Mathlete Alexis Lemaire, 27, found the answer to the 13th root to a random 200-digit number using nothing but brain power in 70.2 seconds, beating his previous record of 72.4.
Alexis correctly calculated an answer of 2,407,899,893,032,210 from the possibility of 393 trillion answers.
Lemaire set the world record at London’s Science Museum.
He used a computer package to randomly generate a 200-digit number before calculating the correct answer in just over a minute.
Jane Wess, curator of mathematics at the London Science Museum said: “He sat down and it was all very quiet — and all of a sudden he amazingly just cracked it.
“He seems to have a large memory and he’s made this his life’s ambition. It’s quite remarkable to see it happen. A very small number of people have this extraordinary ability; these days there is only a handful.

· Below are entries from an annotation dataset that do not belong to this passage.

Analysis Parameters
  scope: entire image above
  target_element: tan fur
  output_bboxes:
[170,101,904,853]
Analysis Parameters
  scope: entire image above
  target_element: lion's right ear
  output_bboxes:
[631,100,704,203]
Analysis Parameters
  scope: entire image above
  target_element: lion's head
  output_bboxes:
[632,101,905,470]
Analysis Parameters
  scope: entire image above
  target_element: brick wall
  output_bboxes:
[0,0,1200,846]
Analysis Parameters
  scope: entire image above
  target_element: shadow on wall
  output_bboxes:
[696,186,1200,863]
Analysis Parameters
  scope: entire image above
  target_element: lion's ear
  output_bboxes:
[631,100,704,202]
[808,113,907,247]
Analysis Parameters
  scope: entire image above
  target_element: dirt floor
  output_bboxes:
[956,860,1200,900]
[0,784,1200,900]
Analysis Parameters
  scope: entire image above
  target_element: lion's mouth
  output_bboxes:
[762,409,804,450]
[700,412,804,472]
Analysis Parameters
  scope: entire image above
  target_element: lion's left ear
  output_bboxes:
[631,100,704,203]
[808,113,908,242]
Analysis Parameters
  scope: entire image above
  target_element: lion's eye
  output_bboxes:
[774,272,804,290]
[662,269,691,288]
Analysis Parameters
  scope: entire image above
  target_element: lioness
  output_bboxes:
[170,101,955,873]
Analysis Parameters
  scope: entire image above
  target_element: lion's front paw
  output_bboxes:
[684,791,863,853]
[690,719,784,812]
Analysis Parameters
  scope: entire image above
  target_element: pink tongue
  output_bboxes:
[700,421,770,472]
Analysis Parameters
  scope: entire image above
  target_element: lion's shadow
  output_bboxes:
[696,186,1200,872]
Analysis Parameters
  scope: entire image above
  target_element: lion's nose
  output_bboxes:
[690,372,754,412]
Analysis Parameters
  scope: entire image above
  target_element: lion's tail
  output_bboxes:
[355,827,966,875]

I believe that it is the highest sum calculated mentally.”
Lemaire, who attends the University of Reims, began demonstrating his mental calculation prowess by finding the 13th root of a random 100-digit number.
However, this feat soon became too easy for him and he abandoned trying to improve his time when he calculated an answer in less than four seconds in 2004.
Lemaire broke the record in the Science Museum’s History of Computing gallery, where he had a backdrop of Charles Babbage’s Difference Engine Number Two, the world’s first successful mechanical calculator, designed in the 1840s.